And the last point on that is that I’ve been looking at where India is currently in terms of gender norms, and all the data shows that there’s a lot of exciting work happening. There are a lot of strong women, strong movements, but also a lot of regressive social norms that continue. And so, this mix makes me feel like this is a topic I’m truly passionate about, and I feel that it’s so important for us to kind of grow and enable 50% of the population to have its voice heard and enable them to achieve their true potential.
Emily: Linda, I’m going to turn to you. I’m curious if any of Divya’s past experiences also resonate with you? Notably, you have also put quite a bit of your life’s effort into empowering the next generation of female professionals. I’m curious if you could tell us a little bit about what draws you to this work?
Linda: Thanks, Emily. It was wonderful hearing Divya’s description because I was nodding furiously. There are so many parallels. Although I obviously was born and raised halfway across the world from her and like Divya, my story starts really in that I could pick up from very early on in my life that there was something different about being a girl compared to being a boy. And, it was the small things, right. People seemed a little bit happier when someone had a son compared to someone having a daughter. So, there’s a lot more celebration around that. And kids pick up things very quickly. Or it could be something like, for example, asking an adult why a girl is not attending school and being told that, well, the parents didn’t have enough money, so they sent the sons to school, and the daughter stayed at home to help with the housework. So as a child, I was already seeing that.

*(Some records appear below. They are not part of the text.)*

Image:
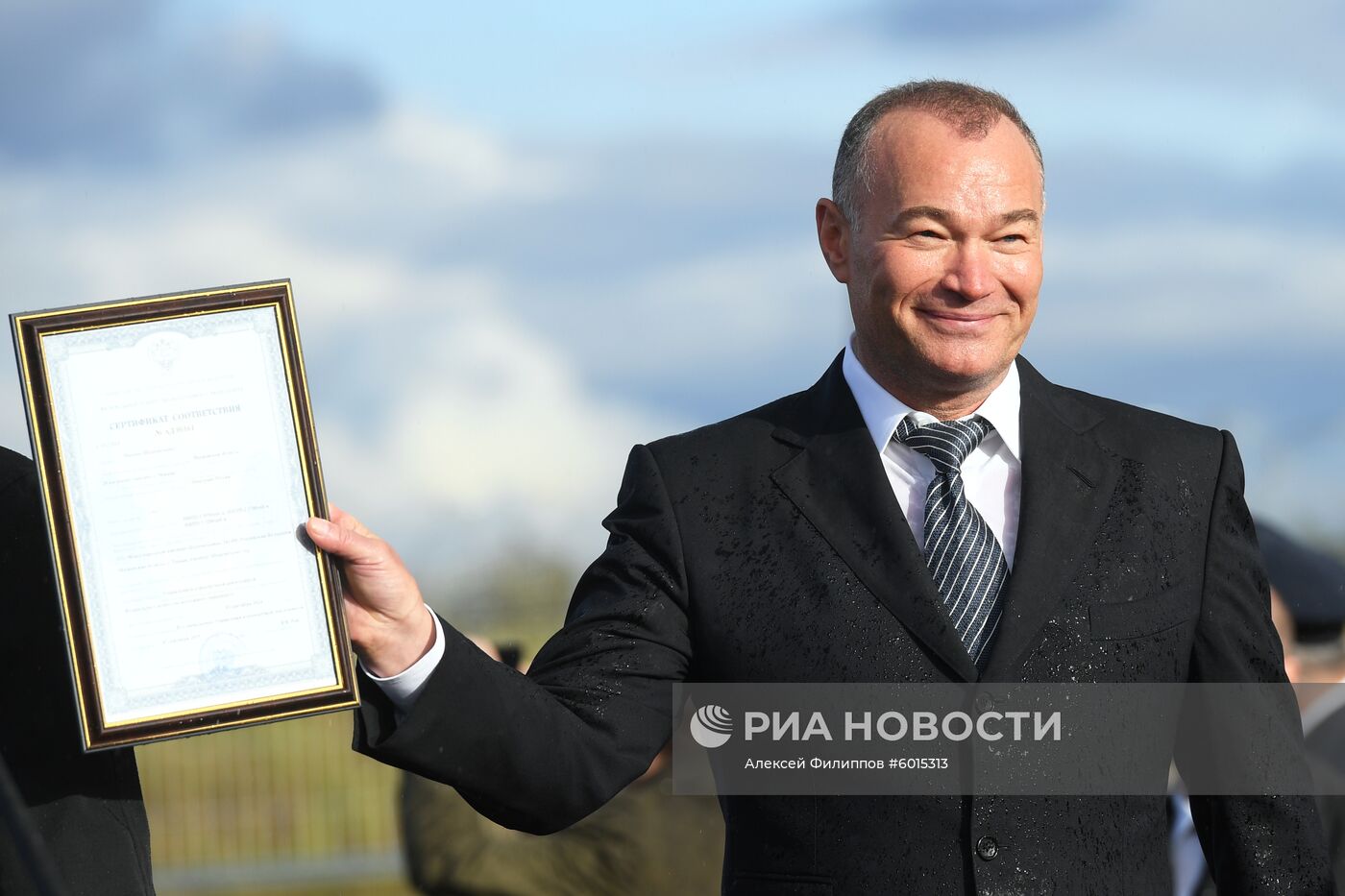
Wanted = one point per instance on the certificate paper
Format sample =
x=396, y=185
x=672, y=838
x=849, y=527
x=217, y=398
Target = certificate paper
x=178, y=467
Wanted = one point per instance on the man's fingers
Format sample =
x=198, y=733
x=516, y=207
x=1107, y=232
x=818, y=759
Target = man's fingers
x=349, y=521
x=342, y=541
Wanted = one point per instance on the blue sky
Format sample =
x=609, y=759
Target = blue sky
x=525, y=235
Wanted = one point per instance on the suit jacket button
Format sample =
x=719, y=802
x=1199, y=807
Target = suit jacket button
x=988, y=848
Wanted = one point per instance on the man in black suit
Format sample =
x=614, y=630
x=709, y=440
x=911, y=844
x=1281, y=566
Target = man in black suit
x=85, y=806
x=932, y=510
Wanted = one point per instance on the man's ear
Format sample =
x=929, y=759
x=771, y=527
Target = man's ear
x=834, y=238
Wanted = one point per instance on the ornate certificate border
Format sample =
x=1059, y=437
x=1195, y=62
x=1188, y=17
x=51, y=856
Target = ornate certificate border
x=111, y=714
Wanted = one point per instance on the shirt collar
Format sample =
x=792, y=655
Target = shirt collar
x=883, y=410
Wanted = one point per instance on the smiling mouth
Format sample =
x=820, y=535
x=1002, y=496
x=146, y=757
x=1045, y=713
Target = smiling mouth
x=954, y=322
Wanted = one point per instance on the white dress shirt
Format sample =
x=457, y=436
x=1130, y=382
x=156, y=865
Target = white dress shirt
x=991, y=475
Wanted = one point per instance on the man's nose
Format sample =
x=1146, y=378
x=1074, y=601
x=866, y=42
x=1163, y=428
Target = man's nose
x=970, y=271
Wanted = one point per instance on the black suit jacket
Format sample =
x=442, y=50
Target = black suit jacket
x=85, y=806
x=770, y=547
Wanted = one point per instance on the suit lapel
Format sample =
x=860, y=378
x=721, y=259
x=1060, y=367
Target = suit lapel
x=1066, y=485
x=837, y=480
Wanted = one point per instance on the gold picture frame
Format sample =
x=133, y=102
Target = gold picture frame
x=178, y=462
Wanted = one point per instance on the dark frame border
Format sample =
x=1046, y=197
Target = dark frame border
x=29, y=329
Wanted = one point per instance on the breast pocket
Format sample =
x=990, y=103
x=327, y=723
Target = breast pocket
x=767, y=884
x=1145, y=615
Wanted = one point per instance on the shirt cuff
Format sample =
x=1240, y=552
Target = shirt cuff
x=405, y=687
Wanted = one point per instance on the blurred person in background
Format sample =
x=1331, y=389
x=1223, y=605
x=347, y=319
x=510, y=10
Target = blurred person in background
x=1308, y=591
x=1308, y=607
x=645, y=841
x=86, y=808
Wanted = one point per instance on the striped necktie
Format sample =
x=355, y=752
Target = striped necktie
x=964, y=556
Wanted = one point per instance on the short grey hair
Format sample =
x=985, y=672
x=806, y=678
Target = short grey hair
x=971, y=110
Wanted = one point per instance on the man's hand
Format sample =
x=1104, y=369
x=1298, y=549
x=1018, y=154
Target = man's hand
x=383, y=608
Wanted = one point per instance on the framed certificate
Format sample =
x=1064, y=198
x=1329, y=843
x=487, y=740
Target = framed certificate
x=178, y=465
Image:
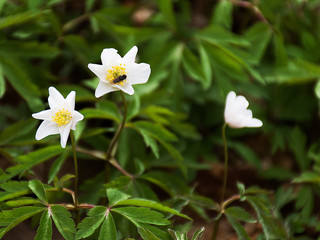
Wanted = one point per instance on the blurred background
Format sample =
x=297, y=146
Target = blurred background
x=199, y=50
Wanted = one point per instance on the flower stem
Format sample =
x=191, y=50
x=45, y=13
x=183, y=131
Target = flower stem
x=117, y=134
x=225, y=161
x=76, y=174
x=217, y=223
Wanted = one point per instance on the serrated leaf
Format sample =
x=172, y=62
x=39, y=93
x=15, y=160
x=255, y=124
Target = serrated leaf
x=239, y=229
x=240, y=214
x=89, y=224
x=115, y=195
x=44, y=231
x=108, y=229
x=144, y=215
x=11, y=218
x=37, y=188
x=150, y=204
x=63, y=221
x=25, y=162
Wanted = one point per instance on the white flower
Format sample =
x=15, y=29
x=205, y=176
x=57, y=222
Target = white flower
x=117, y=73
x=236, y=114
x=60, y=118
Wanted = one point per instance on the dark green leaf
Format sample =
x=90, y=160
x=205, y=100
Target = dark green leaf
x=11, y=218
x=63, y=221
x=44, y=231
x=144, y=215
x=37, y=188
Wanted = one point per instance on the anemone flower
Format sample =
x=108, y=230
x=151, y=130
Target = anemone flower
x=117, y=73
x=236, y=114
x=60, y=118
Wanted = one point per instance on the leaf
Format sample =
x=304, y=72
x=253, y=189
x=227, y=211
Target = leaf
x=11, y=218
x=150, y=204
x=63, y=221
x=25, y=162
x=239, y=229
x=44, y=231
x=22, y=83
x=99, y=113
x=240, y=214
x=223, y=14
x=144, y=215
x=16, y=131
x=37, y=188
x=89, y=224
x=108, y=229
x=114, y=196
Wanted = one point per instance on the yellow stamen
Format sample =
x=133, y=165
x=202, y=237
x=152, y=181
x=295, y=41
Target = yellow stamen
x=115, y=72
x=62, y=117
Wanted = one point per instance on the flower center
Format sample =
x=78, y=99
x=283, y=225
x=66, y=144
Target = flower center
x=62, y=117
x=117, y=74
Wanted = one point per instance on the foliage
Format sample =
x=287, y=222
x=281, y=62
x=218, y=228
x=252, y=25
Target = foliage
x=198, y=52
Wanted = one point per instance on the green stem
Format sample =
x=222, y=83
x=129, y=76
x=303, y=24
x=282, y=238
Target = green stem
x=76, y=174
x=225, y=162
x=119, y=130
x=217, y=223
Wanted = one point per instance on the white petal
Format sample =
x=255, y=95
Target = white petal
x=55, y=98
x=130, y=57
x=64, y=134
x=46, y=128
x=138, y=73
x=99, y=70
x=104, y=88
x=254, y=122
x=110, y=56
x=70, y=99
x=75, y=119
x=44, y=115
x=127, y=88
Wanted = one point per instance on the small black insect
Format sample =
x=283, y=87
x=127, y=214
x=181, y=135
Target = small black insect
x=119, y=79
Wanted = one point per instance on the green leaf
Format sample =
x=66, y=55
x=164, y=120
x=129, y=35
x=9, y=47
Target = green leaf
x=63, y=221
x=99, y=113
x=240, y=214
x=241, y=232
x=11, y=218
x=150, y=204
x=22, y=83
x=155, y=130
x=108, y=229
x=114, y=196
x=44, y=231
x=13, y=189
x=223, y=14
x=37, y=188
x=144, y=215
x=27, y=49
x=166, y=7
x=147, y=234
x=16, y=131
x=56, y=166
x=25, y=162
x=89, y=224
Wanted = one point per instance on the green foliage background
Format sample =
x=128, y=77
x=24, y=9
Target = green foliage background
x=198, y=51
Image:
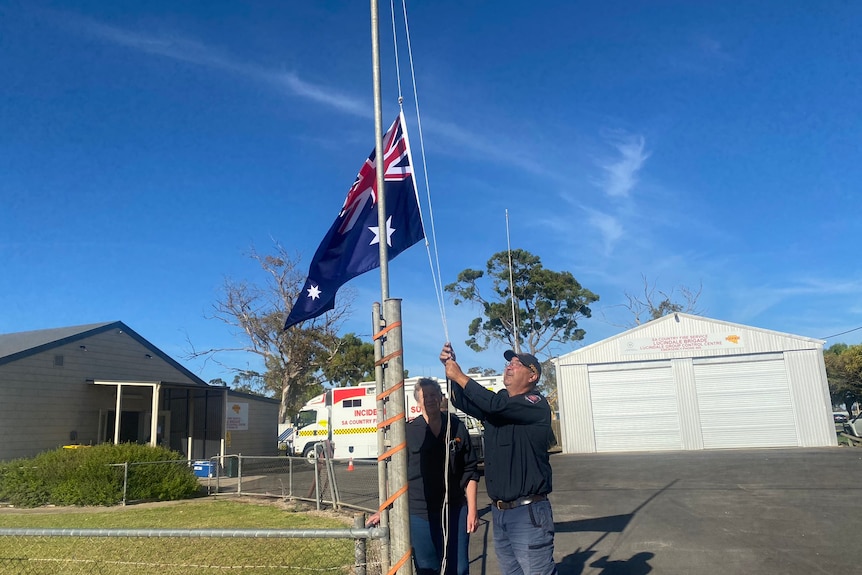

The message really was that it wasn’t just enough to be a girl. If you were a girl, somehow, you had to be exceptional for your family to invest in you, especially financially. Especially if you are from a poor household, you have to be exceptional somehow, or you didn’t really count.
But I’d like to say that what keeps me in the space is that I’m convinced that good policies make a difference. I’ve seen that. It’s not easy, but it is possible. And I think that Emily, we’ve become really good at gathering the data and the evidence to show what works. We’re still learning, but we’re getting better at it. In some sectors, we’re also really good at having those conversations about what the data means and how we translate that into transforming lives. But just like Divya said, that mixed messages, there’s progress, and then we take a few steps back. Some people seem to think that, you know, once you see the success, you shouldn’t talk about it anymore. As if somehow, we don’t have any issues around gender to worry about.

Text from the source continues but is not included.